Recently, I was asked to share my "emotional transition" story in having to adjust to a gluten free diet. What's funny is that I had to share that I had a difficult time relating to those who were having an emotional transition, since I was just so relieved to discover that my son's (the first to be diagnosed) symptoms and deteriorating health were disappearing in just two weeks off of gluten! Overjoyed! Grateful! Giddy! And honestly, I felt the same when I discovered that my long time tummy troubles were also due to Celiac. However, I did cry when my first born and last to be diagnosed at 13 years old got a positive test result!
But I know from spending time in a Celiac support group that many people do have a very difficult time adjusting. They feel so restricted in what they can eat and fearful of eating contaminated food. Some were hesitant to attend social functions, and others would not even consider the idea of travel, eating out, or camping. Fortunately, there are so many resources now for those with Celiac disease, and even restaurants are becoming very savvy, but I still though I'd share how we make camping trips work in our family! (And it's an excuse to show off all of my silly food photos. Who takes photos of all of their meals?)
The first photo that happened to load here was of dessert, so I guess we'll go backwards! I didn't even plan for dessert (except for the bar of dark chocolate!), but when I saw the bananas, the chocolate, and the homemade GF granola, it looked like a delicious dessert.

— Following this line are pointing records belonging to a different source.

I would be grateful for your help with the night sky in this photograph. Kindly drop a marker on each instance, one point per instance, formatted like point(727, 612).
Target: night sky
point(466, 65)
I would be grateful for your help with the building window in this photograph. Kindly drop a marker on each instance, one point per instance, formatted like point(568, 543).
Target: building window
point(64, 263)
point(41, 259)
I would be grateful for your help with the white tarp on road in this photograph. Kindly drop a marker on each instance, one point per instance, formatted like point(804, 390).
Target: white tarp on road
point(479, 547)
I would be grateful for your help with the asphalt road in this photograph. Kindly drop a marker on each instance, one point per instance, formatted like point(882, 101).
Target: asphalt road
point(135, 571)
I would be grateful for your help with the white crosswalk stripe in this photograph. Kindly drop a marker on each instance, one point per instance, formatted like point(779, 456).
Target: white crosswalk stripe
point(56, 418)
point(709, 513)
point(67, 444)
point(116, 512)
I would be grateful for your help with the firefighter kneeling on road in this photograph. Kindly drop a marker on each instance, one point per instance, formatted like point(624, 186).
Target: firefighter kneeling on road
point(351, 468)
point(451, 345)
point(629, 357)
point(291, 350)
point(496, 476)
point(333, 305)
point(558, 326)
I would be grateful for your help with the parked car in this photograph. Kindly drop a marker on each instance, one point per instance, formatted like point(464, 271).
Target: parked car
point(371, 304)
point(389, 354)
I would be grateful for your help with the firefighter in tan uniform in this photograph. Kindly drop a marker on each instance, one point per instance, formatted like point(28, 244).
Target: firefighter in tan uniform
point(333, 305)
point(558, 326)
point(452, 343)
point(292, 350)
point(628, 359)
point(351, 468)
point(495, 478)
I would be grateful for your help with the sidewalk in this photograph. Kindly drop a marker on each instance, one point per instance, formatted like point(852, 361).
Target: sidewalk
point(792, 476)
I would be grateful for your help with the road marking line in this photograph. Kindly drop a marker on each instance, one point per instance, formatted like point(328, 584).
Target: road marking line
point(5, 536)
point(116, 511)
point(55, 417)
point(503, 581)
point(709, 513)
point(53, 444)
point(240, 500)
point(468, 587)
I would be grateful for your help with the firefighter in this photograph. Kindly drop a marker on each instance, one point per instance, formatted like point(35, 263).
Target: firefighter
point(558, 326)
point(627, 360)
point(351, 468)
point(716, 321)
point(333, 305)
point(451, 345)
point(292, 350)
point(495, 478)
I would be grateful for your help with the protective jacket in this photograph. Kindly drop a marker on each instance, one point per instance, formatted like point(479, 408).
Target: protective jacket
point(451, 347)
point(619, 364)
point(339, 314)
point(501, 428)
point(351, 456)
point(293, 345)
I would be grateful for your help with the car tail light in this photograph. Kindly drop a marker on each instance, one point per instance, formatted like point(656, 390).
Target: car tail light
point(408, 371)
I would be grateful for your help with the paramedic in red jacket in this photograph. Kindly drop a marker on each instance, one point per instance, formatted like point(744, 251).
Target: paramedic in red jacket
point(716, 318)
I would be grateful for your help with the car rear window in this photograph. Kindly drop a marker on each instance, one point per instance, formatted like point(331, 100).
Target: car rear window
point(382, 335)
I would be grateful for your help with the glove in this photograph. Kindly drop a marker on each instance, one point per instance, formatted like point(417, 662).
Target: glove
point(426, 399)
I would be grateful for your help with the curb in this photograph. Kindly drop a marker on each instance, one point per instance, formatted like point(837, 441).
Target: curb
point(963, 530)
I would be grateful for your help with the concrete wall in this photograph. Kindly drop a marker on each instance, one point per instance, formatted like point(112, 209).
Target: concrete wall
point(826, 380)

I threw them all in foil, added the leftover nectarines from our "appetizer plate" (also above) and then put it on the fire for about 20 minutes. It may not look so appetizing in the "after" picture, but I can assure you it tasted good. Keep in mind this was adult-only camping. The menu is different when the kids are around ~ campfire nachos and muffins in orange peels!
Dinner each night was what I've called "hoboes" since I was a Girl Scout: some sort of meat, chopped carrots and potatoes, salt, pepper, and lots of butter. We used chicken both nights, and added LOTS of green stuff. I brought the veggies from our farm share that week, and so we added kale, chard, collards, onions, tomatoes, bell peppers, squash, zucchini, white potatoes and sweet potatoes. We seasoned them with salt, pepper, butter, and "Bone Sucking Sauce" which I found at Whole Foods. This version was not actual sauce, but a dry seasoning. I think the second ingredient was brown sugar, so you can bet it tasted great.
And breakfast... On the camp stove we fried bacon and scrambled eggs in a bit of the grease. (Sorry, vegetarians, but nothing is quite as tasty, and I'm not even a pork lover.) Then we grilled the corn tortillas on the stove ~ also in a bit of the bacon grease. :) We added grated cheddar, a vine-ripe tomato, and salsa. Oh my. It is hard to say which was my favorite meal. My mouth is watering as I type!
For lunch on hikes or bike riding adventures, we packed cheeses, GF crackers, prosciutto, pepperoni, hummus, apples, and clementines. And we just packed them all in a small backpack ~ no ice. I used to be pretty uptight about refrigeration until my friend, Trish, from South Africa commented about "Americans and their refrigeration" one time when I brought a cooler to the park packed with cheese and hard boiled eggs. I think her bread and cheese were wrapped in a towel ~ together, and simply unwrapped for lunch. Of course, it's also not 110 degrees here, so a few hours without refrigeration worked just fine.
No emotional transitions here except for pure enjoyment of lots of good food! Hopefully, others will feel encouraged that the gluten free lifestyle can go anywhere and do anything!